Gasometria é aquele exame que chega na tela cheio de números (pH, PCO₂, HCO₃⁻, BE, AG...) justamente quando o plantão está mais cheio, o paciente mais instável e o tempo mais curto.

Os distúrbios ácido-básicos são extremamente comuns em pacientes de emergência e UTI e estão diretamente ligados a perfusão, função cardiovascular, resposta a drogas e prognóstico. A boa notícia: você não precisa dominar fórmulas avançadas para tomar decisões seguras. Um roteiro simples já resolve a maioria dos casos de pronto socorro.

Conceitos essenciais sobre distúrbios ácido-básicos em cães e gatos

pH, acidemia, alcalemia e processos ácido-básicos

pH é a medida da concentração de íons H⁺ no sangue.

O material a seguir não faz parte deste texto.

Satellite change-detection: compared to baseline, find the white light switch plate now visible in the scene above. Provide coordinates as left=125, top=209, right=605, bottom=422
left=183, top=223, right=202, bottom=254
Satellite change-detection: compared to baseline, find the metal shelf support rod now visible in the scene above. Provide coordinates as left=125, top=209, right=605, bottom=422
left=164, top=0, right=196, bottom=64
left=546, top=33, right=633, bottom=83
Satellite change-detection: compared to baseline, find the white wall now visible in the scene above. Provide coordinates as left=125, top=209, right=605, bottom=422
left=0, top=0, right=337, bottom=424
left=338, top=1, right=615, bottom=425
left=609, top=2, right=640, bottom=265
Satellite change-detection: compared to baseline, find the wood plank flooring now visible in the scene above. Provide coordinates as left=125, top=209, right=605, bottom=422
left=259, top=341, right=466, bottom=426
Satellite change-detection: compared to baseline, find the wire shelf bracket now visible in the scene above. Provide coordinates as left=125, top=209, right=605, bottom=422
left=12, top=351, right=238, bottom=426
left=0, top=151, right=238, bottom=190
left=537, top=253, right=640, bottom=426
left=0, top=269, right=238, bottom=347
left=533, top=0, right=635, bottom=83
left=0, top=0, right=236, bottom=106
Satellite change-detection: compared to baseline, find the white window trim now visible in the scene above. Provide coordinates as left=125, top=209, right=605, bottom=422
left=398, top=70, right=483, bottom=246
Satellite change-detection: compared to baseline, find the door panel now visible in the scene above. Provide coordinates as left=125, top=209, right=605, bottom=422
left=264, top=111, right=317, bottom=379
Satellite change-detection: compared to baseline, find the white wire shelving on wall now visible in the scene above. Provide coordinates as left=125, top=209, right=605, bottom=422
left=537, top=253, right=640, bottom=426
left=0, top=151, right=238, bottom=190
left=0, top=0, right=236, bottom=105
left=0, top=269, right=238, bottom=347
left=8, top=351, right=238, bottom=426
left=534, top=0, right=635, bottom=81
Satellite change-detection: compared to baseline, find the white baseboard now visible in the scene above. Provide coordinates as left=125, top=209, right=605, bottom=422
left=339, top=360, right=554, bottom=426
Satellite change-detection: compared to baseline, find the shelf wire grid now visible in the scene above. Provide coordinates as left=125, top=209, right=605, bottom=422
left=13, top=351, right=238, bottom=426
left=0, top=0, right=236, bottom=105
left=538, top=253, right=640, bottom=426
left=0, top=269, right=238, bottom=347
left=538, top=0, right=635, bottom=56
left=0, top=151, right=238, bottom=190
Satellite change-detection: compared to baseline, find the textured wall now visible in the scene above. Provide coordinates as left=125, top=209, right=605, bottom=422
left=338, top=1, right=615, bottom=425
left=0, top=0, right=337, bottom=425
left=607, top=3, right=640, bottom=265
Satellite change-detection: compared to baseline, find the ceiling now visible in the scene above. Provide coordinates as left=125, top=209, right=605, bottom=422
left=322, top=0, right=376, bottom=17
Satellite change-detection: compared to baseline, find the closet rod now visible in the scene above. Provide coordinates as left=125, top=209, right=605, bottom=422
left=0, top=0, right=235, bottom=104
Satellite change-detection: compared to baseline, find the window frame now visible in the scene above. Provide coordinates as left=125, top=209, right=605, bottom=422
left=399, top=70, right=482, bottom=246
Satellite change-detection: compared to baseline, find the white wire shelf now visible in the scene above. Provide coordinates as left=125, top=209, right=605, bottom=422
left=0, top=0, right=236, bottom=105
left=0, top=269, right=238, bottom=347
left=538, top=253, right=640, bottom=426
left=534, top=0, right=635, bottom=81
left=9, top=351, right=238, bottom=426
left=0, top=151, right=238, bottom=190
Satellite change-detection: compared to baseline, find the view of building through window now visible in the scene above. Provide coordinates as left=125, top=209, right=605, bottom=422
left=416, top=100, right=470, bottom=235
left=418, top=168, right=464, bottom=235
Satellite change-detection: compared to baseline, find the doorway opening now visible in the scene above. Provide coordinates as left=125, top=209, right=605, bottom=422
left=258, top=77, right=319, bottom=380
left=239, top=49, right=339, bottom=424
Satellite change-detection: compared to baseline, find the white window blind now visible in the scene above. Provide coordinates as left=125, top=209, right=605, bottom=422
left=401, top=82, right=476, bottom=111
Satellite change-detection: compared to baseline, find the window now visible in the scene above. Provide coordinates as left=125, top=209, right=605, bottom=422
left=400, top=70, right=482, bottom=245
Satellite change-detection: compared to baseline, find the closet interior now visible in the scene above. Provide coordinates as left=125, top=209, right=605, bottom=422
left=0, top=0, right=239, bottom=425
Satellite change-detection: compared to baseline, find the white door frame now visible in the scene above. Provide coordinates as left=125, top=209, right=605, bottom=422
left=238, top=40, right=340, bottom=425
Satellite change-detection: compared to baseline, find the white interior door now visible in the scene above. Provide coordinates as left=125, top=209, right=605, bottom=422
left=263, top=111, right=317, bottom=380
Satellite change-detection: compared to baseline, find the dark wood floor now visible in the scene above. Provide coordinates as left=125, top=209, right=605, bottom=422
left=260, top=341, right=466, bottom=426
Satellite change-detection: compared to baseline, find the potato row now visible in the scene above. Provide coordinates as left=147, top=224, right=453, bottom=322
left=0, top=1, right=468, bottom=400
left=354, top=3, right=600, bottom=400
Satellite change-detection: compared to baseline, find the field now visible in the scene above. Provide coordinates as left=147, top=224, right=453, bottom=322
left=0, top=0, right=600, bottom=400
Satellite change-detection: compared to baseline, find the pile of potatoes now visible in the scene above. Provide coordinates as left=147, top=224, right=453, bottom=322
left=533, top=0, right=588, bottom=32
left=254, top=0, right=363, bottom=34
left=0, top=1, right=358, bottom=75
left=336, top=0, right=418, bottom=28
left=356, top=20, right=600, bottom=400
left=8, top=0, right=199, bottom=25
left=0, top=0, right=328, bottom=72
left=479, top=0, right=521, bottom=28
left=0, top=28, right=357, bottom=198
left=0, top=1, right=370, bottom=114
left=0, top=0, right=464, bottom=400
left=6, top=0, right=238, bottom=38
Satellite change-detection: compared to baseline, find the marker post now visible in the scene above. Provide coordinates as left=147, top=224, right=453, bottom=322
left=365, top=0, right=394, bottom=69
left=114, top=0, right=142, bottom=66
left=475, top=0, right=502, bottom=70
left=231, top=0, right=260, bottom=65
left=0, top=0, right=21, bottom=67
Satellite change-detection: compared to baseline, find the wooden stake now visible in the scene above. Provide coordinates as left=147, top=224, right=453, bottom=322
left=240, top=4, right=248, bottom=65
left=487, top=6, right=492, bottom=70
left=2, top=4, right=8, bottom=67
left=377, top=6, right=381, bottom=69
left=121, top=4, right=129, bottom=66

Na prática, o pH resulta do equilíbrio entre:

  • HCO₃⁻ (bicarbonato) → componente metabólico
  • PCO₂ → componente respiratório, ligado à ventilação

Termos importantes:

  • Acidemia: pH abaixo da faixa de referência
  • Alcalemia: pH acima da faixa de referência
  • Acidose / alcalose: processos que empurram o pH para baixo ou para cima (mesmo que, momentaneamente, o pH ainda esteja normal por compensação ou distúrbios mistos).

Diferença entre distúrbio metabólico e respiratório

Sempre pense assim:

  • Distúrbio metabólico: alteração primária do HCO₃⁻
  • Distúrbio respiratório: alteração primária da PCO₂

O organismo tenta compensar para manter a relação HCO₃⁻/PCO₂ o mais estável possível, usando pulmões (compensação rápida) e rins (compensação lenta).

5 Passos para Interpretação Gasometria Veterinária na Emergência

Em vez de "ler número por número", siga um roteiro fixo de raciocínio. Isso ajuda a reduzir a ansiedade e torna a interpretação mais reprodutível no dia a dia.

5 passos básicos:

Passo 1 -- Olhar o pH
Passo 2 -- Identificar o distúrbio primário (metabólico x respiratório)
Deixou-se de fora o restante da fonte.